Fatih Erdoğan
Can’a Dokunmak
Okumuş ve adam olmuş her insanın saygıyla, minnetle ve şükranla andığı, hatırladığı ve dualar ettiği en az bir öğretmen vardır gönlünün derinliklerinde. Adı bazen Solmaz Öğretmen bazen Gülsen Öğretmen bazen Fatih Öğretmen olur. Adı ne olursa olsun en kalbi dualar en içten sevgiler yüreğimize dokunabilen, hayatımızda iz bırakabilen Öğretmenlerimize olsun. Cana dokunabilen Öğretmenlerin 24 Kasım Öğretmenler günü kutlu olsun…
Milletler bu günü ve yarınlarını huzurlu, mutlu ve güvenli bir biçimde yaşamak istiyorlarsa evlatlarına; ‘Hakkı, hukuku, maziyi, atiyi, çalışmayı, üretmeyi kısaca hayatı’ öğretmek zorundadırlar.
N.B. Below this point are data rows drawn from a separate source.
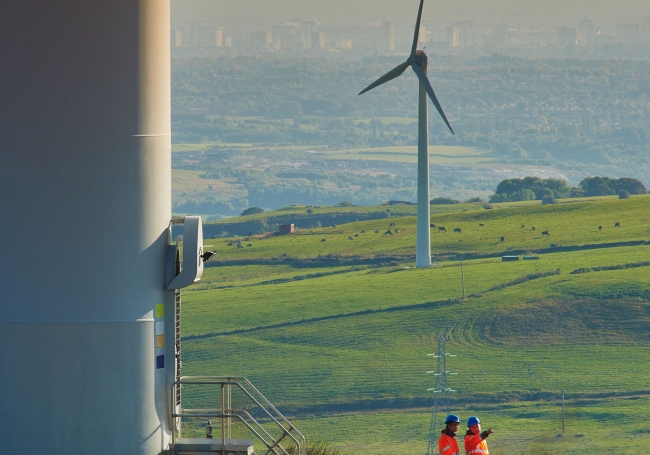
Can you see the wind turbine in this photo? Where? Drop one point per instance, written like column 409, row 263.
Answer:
column 418, row 62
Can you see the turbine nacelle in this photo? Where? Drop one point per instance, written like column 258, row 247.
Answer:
column 418, row 61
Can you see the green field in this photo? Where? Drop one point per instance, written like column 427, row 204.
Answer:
column 343, row 349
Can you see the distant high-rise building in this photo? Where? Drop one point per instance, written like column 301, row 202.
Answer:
column 176, row 38
column 567, row 36
column 287, row 42
column 344, row 44
column 628, row 34
column 318, row 40
column 465, row 35
column 308, row 30
column 422, row 37
column 262, row 40
column 454, row 38
column 215, row 38
column 501, row 35
column 585, row 32
column 388, row 36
Çocuklarına; ‘iyiyi, doğruyu ve güzeli’ öğretecek öğretmenler yetiştirmeleri gerekmektedir.
Cumhuriyetin ilk yıllarında ‘mum misali, etrafını aydınlatmak için kendini tüketen, başarı odaklı yaşayan, yaşarken öğreten’ öğretmenler yetiştirebilmişiz. Ne yazık ki sonraları her gelen iktidar mensupları kendi dünya görüşlerine uygun, kendi düşüncelerini öğretecek öğretmen yetiştirme gayretine düşmüş ve bu sebeple öğretmenlerimizin seviyesi hep gerilemiştir.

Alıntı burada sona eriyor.